Early-stage investment activity in Wisconsin last year is expected to exceed $482 million once the final count is complete, according to an expert with the Wisconsin Technology Council.
Speaking yesterday during a Tech Council event in Madison, Investor Networks Director Joe Kremer shared preliminary investment deal figures for 2023. In line with the national trend, in-state investment activity last year was lower than in the two previous years, but is likely to surpass the total for 2020 as the final deals are tallied, he said.
The Tech Council’s current estimate for last year is about $482 million, including 85 deals. But the Wisconsin Economic Development Corp. in the coming months will be reporting more deals from last year that qualified for tax credits through the agency’s Qualified New Business Venture program, Kremer noted.
“This number is going to come up,” he said. “We’re probably going to get close but I don’t think we’re going to cross $500 million. But this number will definitely come up above 2020, where right now they’re kind of neck-and-neck.”
Wisconsin’s early-stage investment total for 2020 totaled nearly $484 million as the Tech Council identified 114 deals. But the dollar figure for 2021 skyrocketed to just under $869 million through 140 deals, according to the group’s latest Wisconsin Portfolio. By the following year, the total had dropped to $640 million while the number of deals fell to 107.
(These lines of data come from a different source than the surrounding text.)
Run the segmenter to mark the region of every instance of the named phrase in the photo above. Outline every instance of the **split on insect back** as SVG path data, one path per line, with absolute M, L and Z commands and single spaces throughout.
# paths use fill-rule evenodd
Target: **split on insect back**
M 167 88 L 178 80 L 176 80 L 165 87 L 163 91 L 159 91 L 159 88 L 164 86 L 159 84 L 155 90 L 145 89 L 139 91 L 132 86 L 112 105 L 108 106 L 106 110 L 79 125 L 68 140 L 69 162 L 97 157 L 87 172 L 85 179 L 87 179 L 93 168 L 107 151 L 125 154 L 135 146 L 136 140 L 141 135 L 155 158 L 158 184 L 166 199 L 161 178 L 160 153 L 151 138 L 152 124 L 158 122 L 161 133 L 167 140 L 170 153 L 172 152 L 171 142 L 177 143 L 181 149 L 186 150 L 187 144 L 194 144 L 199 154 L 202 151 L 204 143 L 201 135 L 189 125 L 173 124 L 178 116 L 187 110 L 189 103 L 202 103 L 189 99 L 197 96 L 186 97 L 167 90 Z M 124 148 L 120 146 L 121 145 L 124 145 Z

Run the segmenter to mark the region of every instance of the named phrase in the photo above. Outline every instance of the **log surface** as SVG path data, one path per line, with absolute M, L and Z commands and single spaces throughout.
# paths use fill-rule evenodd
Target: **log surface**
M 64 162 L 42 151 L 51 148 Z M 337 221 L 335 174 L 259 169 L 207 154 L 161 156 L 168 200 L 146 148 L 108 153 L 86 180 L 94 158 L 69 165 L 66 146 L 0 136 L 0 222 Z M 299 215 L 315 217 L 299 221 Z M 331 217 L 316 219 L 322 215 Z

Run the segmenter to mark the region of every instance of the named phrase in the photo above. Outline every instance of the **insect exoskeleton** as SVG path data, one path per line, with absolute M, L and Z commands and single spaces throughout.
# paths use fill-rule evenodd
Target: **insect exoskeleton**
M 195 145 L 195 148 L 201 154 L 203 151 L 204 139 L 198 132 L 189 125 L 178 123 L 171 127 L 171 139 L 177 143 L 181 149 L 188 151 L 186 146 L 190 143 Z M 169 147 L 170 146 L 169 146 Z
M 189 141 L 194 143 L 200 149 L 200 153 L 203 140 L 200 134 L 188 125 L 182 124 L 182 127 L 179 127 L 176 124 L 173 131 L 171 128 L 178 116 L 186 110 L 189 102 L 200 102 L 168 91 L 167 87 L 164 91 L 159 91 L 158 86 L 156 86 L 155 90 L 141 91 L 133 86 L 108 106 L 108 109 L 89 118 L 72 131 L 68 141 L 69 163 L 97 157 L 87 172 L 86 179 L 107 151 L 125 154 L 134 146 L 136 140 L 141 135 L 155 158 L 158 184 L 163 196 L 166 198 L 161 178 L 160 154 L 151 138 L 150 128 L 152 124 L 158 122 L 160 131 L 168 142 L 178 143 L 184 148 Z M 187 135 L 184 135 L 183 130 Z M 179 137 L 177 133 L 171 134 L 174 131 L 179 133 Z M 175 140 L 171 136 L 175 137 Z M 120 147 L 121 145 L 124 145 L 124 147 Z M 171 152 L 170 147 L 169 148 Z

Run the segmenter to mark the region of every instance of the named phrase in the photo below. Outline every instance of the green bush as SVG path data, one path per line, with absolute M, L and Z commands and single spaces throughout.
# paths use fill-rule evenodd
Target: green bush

Kremer also expects the total number of 2023 deals to reach 100 once the full picture for the year comes into view, he said yesterday.
The spike in 2021 followed by a slide downward was mirrored in the national investment landscape, Kremer noted.
“A lot of the driver out of 2023 obviously is risk-free interest rates, if you really want to geek out on the finances around that,” he said. “Literally, it’s sort of like a sucking sound out of the early-stage market, because if you can get 7% for free with no risk, a lot of people are going to be doing that. So it was a national phenomenon, it wasn’t just Wisconsin.”